The long, darkly paneled courtroom was about half full, and the spectators were separated from where the lawyers and judge sat by a mahogany fence and gate. It was obvious that the architect and the carpenters had used care and pride in the building of that courtroom.
The security people stood up front, and both Sheriff Trellon Ball and Sheriff Bill Cauthron stood silently at the back of the room. There had been rumors that the Mafia would try to help Perry escape.
Janet traveled from Paris, Texas, to attend the trial. Since she would not be testifying, she was allowed to be in the courtroom. The other members of the family—Ruth, Karen, and Elaine—waited in the hallway for when each would be called to testify. The benches they sat on had clearly been there for a long time since initials and dates and names had been carved into the wood by anxious or angry people that didn’t know any better. Or perhaps they did, and carving graffiti on the benches was a way to thumb their noses at the court system.

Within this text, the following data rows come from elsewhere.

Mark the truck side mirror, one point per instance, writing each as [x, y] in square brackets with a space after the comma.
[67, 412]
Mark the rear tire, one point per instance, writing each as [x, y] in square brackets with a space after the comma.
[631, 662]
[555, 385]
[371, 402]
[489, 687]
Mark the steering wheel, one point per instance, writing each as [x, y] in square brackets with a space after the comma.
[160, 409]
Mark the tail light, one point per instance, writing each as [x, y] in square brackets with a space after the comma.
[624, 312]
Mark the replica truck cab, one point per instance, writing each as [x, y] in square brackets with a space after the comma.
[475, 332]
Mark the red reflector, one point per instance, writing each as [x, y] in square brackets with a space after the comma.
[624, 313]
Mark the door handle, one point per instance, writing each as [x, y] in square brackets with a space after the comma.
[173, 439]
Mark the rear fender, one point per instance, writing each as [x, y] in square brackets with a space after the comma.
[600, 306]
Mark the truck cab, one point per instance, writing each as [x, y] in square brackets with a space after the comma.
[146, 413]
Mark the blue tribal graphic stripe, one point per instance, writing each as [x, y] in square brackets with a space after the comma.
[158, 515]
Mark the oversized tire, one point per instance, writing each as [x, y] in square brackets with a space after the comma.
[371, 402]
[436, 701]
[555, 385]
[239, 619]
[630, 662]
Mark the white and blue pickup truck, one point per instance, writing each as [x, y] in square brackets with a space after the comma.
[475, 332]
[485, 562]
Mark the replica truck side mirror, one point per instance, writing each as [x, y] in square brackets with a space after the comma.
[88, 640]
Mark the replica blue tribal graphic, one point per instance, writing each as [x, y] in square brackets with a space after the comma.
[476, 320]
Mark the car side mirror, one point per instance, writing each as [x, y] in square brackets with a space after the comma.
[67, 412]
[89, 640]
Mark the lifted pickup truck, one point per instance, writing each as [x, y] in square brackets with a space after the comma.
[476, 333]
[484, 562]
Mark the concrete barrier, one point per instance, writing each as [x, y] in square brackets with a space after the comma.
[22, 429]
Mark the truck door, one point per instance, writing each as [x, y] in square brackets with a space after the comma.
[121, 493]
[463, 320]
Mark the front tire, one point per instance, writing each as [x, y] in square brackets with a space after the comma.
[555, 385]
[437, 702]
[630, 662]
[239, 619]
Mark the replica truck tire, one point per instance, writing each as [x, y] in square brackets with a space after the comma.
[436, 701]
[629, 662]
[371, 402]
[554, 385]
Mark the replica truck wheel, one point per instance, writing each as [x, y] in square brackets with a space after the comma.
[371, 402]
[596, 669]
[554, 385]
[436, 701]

The Staton women were prepared mentally and emotionally to testify. All three would say what needed to be said, nothing more. If they were frightened to sit in the same room with the man who killed Kenneth and Suzanne, they surely would not let him know it. For the past ten months, they’d been in survival mode, not allowing themselves to break down. The word “stoic” had been created with them in mind.
By the time Ron Fields spoke to the jury, he knew the case inside and out. He had such sympathy and admiration for the Staton family that he had become quite passionate about the case. He wanted to do his very best to see that Perry got the death sentence for his crimes. He was certain P
erry was a cold-blooded killer who had shown no remorse or compassion.

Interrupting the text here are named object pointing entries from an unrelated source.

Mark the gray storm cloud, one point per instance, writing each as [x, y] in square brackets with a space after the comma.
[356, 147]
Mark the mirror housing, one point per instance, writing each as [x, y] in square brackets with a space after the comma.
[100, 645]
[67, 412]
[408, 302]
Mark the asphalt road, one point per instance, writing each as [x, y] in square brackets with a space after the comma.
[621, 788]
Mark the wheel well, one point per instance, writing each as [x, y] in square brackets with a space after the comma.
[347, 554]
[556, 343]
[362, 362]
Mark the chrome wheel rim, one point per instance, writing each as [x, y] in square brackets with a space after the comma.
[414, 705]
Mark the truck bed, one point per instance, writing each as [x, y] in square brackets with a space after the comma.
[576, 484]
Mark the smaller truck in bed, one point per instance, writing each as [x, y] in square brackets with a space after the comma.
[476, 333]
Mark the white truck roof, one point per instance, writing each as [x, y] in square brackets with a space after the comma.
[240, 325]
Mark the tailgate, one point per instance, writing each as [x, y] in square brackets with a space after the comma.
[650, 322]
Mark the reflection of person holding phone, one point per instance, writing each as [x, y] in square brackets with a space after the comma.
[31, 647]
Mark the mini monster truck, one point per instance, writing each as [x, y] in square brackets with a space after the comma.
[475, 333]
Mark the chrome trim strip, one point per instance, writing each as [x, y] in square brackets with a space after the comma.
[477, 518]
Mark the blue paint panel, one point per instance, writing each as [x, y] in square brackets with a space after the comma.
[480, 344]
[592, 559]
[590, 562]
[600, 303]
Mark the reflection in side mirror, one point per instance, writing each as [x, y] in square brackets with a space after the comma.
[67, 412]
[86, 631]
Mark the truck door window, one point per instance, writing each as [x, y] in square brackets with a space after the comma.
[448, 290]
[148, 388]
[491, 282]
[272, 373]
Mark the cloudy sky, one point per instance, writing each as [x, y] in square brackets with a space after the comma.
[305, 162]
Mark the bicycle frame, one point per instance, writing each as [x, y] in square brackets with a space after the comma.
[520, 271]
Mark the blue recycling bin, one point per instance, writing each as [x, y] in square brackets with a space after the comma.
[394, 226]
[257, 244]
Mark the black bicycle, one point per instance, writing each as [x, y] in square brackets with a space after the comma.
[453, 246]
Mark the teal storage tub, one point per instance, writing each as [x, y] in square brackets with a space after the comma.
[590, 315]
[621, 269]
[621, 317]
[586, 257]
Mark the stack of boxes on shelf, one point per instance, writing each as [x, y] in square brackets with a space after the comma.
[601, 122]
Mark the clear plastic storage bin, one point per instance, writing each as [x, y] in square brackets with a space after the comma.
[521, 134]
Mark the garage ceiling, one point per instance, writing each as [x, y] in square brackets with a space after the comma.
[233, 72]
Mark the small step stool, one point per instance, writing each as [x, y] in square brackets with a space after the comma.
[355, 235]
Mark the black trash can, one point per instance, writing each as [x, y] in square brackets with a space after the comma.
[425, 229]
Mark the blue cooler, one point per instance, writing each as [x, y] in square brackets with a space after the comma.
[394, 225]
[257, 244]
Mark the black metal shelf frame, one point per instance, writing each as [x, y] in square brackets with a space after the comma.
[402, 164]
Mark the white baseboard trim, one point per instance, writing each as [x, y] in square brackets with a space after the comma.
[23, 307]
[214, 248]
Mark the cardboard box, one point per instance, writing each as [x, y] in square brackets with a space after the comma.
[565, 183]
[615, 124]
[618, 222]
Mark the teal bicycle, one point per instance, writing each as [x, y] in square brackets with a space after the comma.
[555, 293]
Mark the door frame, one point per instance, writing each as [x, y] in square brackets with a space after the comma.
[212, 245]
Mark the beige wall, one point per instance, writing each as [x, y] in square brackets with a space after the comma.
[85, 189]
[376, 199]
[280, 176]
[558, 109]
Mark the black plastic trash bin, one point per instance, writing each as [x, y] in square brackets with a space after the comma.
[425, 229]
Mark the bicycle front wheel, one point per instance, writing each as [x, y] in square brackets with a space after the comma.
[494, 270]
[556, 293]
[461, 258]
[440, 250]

Ron Fields, dressed in a navy suit, starched white shirt, and maroon tie, began his opening by looking directly at the jury with a look of high regard for their position. His demeanor was serious, but not autocratic or boastful, as if he was the most intelligent man in the room. He appeared sincere in his representation of the two people who couldn’t speak for themselves: a daddy and his youngest daughter.

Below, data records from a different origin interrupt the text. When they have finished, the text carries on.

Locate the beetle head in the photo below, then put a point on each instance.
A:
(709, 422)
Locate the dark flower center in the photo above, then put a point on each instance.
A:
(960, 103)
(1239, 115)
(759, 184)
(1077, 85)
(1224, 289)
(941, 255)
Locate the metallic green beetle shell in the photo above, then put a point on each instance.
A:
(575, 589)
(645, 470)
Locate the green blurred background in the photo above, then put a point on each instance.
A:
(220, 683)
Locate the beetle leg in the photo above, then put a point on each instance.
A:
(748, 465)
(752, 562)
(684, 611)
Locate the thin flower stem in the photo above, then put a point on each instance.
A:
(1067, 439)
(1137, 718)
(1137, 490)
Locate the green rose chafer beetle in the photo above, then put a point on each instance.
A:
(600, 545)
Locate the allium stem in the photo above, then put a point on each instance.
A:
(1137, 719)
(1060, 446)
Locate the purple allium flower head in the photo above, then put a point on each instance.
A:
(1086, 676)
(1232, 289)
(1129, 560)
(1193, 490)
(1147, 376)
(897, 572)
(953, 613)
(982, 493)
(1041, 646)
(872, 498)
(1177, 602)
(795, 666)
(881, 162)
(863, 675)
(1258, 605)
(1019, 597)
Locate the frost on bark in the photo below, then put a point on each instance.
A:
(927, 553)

Ron Fields began: “Now this case actually starts prior to September 10th, 1980, when two people get together up at Rogers, Arkansas, to decide that they are going to rob a jewelry store located in the Cloverleaf Plaza in Van Buren on the Wednesday, the 10th of September. Those people are known to us as a man named Damon Peterson, who uses some other names also, and Richard Phillip Anderson. Now they plan out this robbery, and they take along some rope and gags, and they plan things by surveillance of the store around closing time so everything goes like clockwork. They enter the store while the owner, Kenneth Staton, and his daughter, Suzanne Ware, are preparing to close the store in their usual way by counting the cash register and emptying the jewelry cases and placing them in the safes in the back room.
“Two men enter, tie them up securely with ropes and gags, and proceed to steal the most expensive items in the store—worth close to one hundred thousand dollars. They are careful not to leave fingerprints or hit any alarms. After grabbing the jewelry, they shoot both victims twice in the head at close range. They do this so there will be no witnesses. Then they steal Suzanne’s jeep, drive across the street to the Safeway parking lot, where one gets out and gets on a Harley-Davidson, and they travel to a local apartment complex and leave the jeep and go back to the Terry Motel across the bridge in Fort Smith, where they’ve been staying. They pack up their stuff, along with the loot they’ve stolen and placed in orange nylon bags, and head back to Rogers.”